What will South Korea’s ODA focus on?
- South Korea is expected to channel considerable amounts of ODA through its flagship initiatives that accompany the Strategic Plan 2016-2020. This includes the ‘Better Life for Girls’ initiative promoting girls’ education and health (US$200 million for 2016 to 2020), the ‘Science, Technology and Innovation for Better Life’ initiative to promote R&D and entrepreneurship (US$200 million for 2016 to 2020), and the ‘Safe Life for All’ initiative to combat infectious diseases (US$100 million for the same period). US$100 million will also be allocated to the ‘Better Education for Africa’s Rise’ initiative that aims to foster industrial and technical manpower.
- Overall, South Korea will likely continue to focus its bilateral investments on supporting transport and energy infrastructure projects in Asia, a vast share of which is in the form of loans. Eleven of the 24 priority countries are in Asia.

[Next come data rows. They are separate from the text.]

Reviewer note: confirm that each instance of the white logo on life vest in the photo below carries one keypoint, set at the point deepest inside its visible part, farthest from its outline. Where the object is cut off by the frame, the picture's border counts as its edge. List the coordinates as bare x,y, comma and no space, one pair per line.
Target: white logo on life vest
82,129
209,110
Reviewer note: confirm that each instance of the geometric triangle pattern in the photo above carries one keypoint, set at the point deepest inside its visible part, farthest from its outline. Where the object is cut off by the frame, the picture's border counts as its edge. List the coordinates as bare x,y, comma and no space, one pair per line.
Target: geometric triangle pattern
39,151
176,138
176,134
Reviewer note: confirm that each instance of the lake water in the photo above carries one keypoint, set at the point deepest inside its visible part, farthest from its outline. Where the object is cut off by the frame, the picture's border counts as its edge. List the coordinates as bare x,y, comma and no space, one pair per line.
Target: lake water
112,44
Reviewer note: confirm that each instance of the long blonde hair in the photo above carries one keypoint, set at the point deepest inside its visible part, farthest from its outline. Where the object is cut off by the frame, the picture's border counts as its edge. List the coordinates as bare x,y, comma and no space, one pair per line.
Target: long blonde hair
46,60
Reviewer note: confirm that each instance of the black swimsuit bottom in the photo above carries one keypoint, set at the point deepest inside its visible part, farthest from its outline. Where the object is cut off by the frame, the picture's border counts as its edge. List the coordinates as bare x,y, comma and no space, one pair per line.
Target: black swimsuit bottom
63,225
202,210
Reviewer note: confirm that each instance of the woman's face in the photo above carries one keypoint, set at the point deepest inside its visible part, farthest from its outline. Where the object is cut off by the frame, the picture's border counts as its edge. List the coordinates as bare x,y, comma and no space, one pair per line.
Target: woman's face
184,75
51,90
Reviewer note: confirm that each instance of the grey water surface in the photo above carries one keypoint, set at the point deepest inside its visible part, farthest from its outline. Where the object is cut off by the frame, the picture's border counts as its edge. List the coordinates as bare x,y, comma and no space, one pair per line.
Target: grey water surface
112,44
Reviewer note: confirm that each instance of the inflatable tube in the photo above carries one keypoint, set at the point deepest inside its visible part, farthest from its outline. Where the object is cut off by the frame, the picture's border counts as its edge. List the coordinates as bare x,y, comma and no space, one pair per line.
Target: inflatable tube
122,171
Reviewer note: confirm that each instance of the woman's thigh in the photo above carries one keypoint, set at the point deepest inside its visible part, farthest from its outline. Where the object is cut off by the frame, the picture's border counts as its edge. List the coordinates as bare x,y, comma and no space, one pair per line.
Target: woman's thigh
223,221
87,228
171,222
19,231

- South Korea will likely continue promoting rural development, however the community-based ‘Saemaul Undong’ (‘New Village Movement’) approach is expected to undergo scrutiny when a new president comes into office, as this approach was introduced by the current President’s father during his time in office as President from 1963 to 1979.
What are key opportunities for shaping South Korea’s development policy?
- ODA is expected to grow further in the coming years. As much of the increased funding is not yet strictly allocated to specific projects, this provides opportunities to engage with the South Korean government. This is especially the case for proposals that are linked to South Korea’s five-year flagship initiatives (see above).
- The impeachment of President Park Geun-hye in December 2016, which was upheld in March 2017, will lead to a change in political leadership. Subsequently, South Koreans elected Moon Jae-in as president on May 9, 2017. This may lead to shifts in South Korea’s priorities for its development cooperation, and provides an opportunity to engage with government and other stakeholders to shape the direction of South Korea’s development policy moving forward.